External Access to OpenFire w/ Spark

I am in need of some help here. I have two huge holes in the wall where I have bashed my head against the wall. I have been trying to connect my spark client to my openfire server. I have an OpenFire Server running the newest release 3.10 and I have tried to configure both with MySQL and embedded. I have tried both LDAP and default. The problem is I can connect internally with the spark client with no problem everything works fine. I just can’t get it to connect externally. I am not using a vpn at all. I have opened all the ports that are required. I still can’t connect. I am getting the error “Invalid username or password” I know for a fact that this is correct because it is the same username and password that works internally. I have made sure that my FQDN is correct. I have set it to chat.domain.com and no success, also I have tried just domain.com and no success. I have an a record for chat.domain.com already setup and it is resolving correctly. I can connect to the admin console remotely by both the external ip address and by the DNS “chat.domain.com” no success. I have tried to use just the IP address in the Server area of the Spark Client and same error. I have tried going to “advanced” on the client and enter the IP address of the server and then in the server area I have put the server name. This is crazy please please someone help.

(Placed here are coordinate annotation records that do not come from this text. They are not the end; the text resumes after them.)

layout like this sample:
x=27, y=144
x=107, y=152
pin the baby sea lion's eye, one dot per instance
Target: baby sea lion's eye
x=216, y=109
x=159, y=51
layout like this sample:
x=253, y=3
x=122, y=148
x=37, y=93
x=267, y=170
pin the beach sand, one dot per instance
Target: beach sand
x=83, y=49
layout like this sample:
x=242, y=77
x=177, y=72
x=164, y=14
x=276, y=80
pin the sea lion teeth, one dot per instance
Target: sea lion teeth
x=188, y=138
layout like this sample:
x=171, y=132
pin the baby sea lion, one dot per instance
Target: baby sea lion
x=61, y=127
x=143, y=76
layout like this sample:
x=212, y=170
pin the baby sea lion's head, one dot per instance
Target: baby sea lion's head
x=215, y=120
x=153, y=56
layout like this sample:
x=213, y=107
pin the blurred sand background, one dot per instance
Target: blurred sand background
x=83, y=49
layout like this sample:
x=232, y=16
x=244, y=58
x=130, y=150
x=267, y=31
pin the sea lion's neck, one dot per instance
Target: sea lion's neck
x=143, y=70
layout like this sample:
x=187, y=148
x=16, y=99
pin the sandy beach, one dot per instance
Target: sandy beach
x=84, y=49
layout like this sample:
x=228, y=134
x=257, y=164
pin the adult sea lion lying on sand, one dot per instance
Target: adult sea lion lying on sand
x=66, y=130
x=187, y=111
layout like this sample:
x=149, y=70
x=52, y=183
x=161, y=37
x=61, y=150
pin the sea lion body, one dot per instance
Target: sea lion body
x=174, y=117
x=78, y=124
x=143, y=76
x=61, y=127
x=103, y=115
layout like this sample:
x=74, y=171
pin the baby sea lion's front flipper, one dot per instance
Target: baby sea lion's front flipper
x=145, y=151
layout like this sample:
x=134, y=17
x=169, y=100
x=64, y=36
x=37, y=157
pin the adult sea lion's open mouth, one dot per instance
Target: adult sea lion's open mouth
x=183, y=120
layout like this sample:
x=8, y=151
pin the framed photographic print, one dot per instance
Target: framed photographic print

Ever find an answer on this? I’m running into the same challenge with some slight variations.

Server: server.domain.com on port 5222

Users and workstations on the domain work fine. I have a location in Canada I’m trying to get some people connected to. They are not on our domain but they DO have accounts in our domain as they use our exchange server. We tell them to log in as their AD account here in the US using the FQDN in the server name spot. Login fails with unreachable message.

Our locations are bridged by 2 firewalls running a site-to-site VPN tunnel so we don’t need any port forwarding, natting, etc. They have an inter-domain trust that resolves DNS names on our domain from their workstation.

I’m wondering if the solution to your situation would be mine as well. The issue seems to be any client workstation NOT part of the domain here in the US.